Reglemens et statuts, Concernant le Commerce, Art & Fabrique des draps, Or, Argent, & Soye, & autres Etoffes mélangées, qui se font dans la ville de Lyon & Faux-bourgs d'icelle, & dans tout le Pais de Lyonnois.
The warp and the weft

Reglemens et statuts, Concernant le Commerce, Art & Fabrique des draps, Or, Argent, & Soye, & autres Etoffes mélangées, qui se font dans la ville de Lyon & Faux-bourgs d'icelle, & dans tout le Pais de Lyonnois. Lyon: André Laurens, 1708.

8vo (178 x 110 mm). 62 leaves, irregularly paginated: 95, [1 blank], [7], [1 blank], 3-15, [1 blank], 91-104 pp. (complete). Woodcut arms of Lyon on title, woodcut and typographic headpieces, woodcut initials. Short marginal tear in second leaf, marginal dampstain or spotting to a handful of leaves. Contemporary French gold-tooled russet goatskin, sides paneled with double fillets, central panel with fleuron tool repeated corners, spine gold-tooled in six compartments, gilt edges, marbled endpapers (small stains to covers, extremities rubbed, but a nice copy); old ink inscription, “Reglemens,” on front cover. ***

An attractive copy of a comprehensive edition of the many ordinances governing the Lyonese silk industry, regulating production and commerce as well as the important guilds of silk weavers and merchants. This edition contains the 67 regulations promulgated by Colbert and published in Lyon in 1667, followed by subsequent legal judgments, decrees, and royal letters patent.
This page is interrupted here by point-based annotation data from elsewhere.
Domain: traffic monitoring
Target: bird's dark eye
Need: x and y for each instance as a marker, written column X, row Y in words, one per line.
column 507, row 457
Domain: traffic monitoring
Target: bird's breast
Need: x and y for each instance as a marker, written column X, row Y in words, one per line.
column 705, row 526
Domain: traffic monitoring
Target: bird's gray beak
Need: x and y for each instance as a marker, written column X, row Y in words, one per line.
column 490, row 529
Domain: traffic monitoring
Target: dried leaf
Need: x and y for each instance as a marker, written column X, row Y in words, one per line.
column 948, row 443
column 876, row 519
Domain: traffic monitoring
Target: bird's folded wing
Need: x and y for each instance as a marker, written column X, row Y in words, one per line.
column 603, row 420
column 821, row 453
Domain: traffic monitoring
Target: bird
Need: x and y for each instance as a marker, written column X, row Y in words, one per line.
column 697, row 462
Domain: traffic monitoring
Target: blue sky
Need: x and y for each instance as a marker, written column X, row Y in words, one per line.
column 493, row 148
In 1536 Francis I granted the first privileges to textile entrepreneurs in Lyon, and the guild of Lyonese workers in “draps d'or, d'argent et soie” was established. The earliest known printed regulations of this Lyonese luxury textile industry date to 1554. The burgeoning industry attracted a growing population to the city, and it soon became the major source of textiles for the Court. Under Colbert, strict and very detailed quality controls were enacted (in 1667). Along with technical developments, this boosted the industry, which by the end of the seventeenth century had succeeded in rivaling the traditionally dominant Italian production of silk and other luxury textiles.
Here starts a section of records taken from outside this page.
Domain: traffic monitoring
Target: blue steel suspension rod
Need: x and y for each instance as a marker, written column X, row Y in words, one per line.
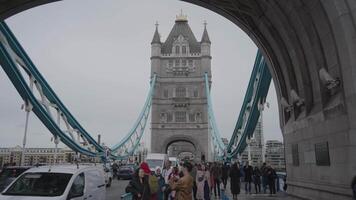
column 9, row 66
column 256, row 95
column 50, row 94
column 212, row 120
column 247, row 99
column 138, row 127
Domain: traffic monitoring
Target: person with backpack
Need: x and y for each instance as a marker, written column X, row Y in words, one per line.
column 161, row 184
column 184, row 186
column 138, row 186
column 353, row 187
column 264, row 177
column 152, row 181
column 235, row 176
column 248, row 170
column 271, row 177
column 257, row 179
column 225, row 174
column 203, row 183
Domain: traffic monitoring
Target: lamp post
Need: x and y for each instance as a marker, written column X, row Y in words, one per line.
column 248, row 141
column 28, row 108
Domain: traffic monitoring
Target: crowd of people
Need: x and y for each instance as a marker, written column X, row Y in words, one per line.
column 199, row 181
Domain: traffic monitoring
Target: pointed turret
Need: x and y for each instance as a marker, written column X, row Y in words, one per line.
column 205, row 37
column 155, row 51
column 156, row 37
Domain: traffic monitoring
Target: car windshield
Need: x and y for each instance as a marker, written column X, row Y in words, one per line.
column 154, row 163
column 126, row 169
column 11, row 173
column 39, row 184
column 8, row 175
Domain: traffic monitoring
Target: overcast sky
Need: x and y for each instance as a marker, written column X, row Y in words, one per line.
column 96, row 57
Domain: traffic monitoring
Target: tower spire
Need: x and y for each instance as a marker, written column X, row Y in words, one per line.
column 156, row 37
column 205, row 38
column 181, row 17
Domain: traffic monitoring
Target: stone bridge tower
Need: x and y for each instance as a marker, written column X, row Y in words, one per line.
column 179, row 106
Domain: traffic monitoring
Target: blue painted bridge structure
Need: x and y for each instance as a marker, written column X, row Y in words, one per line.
column 40, row 99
Some of the earlier statutes included in this edition are standard guild-related rules (prohibition against work on Sundays and feast days, worker protection, record-keeping, apprenticeships, funeral ceremonies, etc.), but most relate specifically to the commerce and production of silk. These rules fall into the categories of regulated materials, weaves, etc.; strict control of the commerce in textiles; and domestic protectionism. The later statutes add more detailed rules both concerning modalities of enforcement and the materials, measurements, and even stitches allowed for different types of fabric.

Each type of textile and weave was subject to precise rules governing its purity and composition. The technical precision of these regulations, as well as their vocabulary, make these statutes a valuable source for textile historians (one example among many: “qu’il sera permis de faire de Filatrices, Papelines, Raze de S. Maur, & autres semblables étoffes plaines ou figurées ... tant à deux & quatre fils par dent de peigne qu’au dessus, done les lisieres seront, soit de la couleur de la chaine ou autrement, & seront les chaines d’organcin filé tordu au moulin, & les trames de floret, galette, ou autre bourre de soye, [etc.]” - p. 61).
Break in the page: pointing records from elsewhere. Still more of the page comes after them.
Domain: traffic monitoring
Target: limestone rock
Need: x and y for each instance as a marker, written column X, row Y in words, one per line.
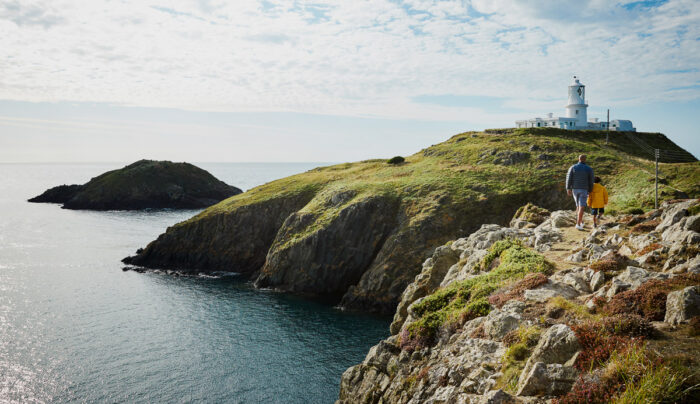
column 550, row 379
column 434, row 270
column 672, row 214
column 549, row 290
column 498, row 323
column 682, row 305
column 597, row 281
column 556, row 345
column 578, row 256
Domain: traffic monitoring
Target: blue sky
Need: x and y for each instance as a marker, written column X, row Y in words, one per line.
column 269, row 80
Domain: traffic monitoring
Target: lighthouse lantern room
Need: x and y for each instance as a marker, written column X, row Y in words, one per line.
column 576, row 115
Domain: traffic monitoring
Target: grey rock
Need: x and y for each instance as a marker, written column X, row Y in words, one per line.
column 434, row 270
column 625, row 250
column 597, row 281
column 547, row 380
column 673, row 214
column 549, row 290
column 557, row 345
column 498, row 323
column 578, row 256
column 682, row 305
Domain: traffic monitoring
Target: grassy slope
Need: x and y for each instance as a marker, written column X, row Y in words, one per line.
column 149, row 175
column 451, row 168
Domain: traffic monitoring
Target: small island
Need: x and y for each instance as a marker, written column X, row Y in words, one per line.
column 145, row 184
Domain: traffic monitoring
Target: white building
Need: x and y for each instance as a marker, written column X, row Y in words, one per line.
column 576, row 115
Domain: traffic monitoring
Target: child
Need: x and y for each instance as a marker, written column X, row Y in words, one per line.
column 597, row 200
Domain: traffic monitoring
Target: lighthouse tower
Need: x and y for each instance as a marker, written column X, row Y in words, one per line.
column 577, row 107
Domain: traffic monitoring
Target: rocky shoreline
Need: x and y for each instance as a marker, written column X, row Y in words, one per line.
column 145, row 184
column 553, row 331
column 356, row 233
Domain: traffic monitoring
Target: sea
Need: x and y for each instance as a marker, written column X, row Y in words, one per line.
column 74, row 327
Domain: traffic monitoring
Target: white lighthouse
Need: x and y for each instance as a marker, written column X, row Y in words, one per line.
column 577, row 107
column 576, row 115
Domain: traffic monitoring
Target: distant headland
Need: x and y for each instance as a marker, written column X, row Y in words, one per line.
column 145, row 184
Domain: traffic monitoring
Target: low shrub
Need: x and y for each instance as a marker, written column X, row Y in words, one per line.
column 649, row 299
column 590, row 391
column 662, row 384
column 517, row 291
column 597, row 345
column 610, row 264
column 694, row 210
column 460, row 302
column 630, row 325
column 651, row 247
column 694, row 326
column 632, row 375
column 577, row 310
column 520, row 343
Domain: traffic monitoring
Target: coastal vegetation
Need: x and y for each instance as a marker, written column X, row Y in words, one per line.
column 142, row 185
column 308, row 233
The various sections were clearly issued separately, accounting for the odd pagination, and at least one section must have had its own title, here removed (the “Lettres patentes et arrest du Conseil, portant reglement pour la manufacture des Etofes de Soye, Or & Argent de la Ville de Lyon. Données à Versailles le 2 Janv. 1703 ... ” [drop-title]).

OCLC records one US copy of this edition, at Harvard.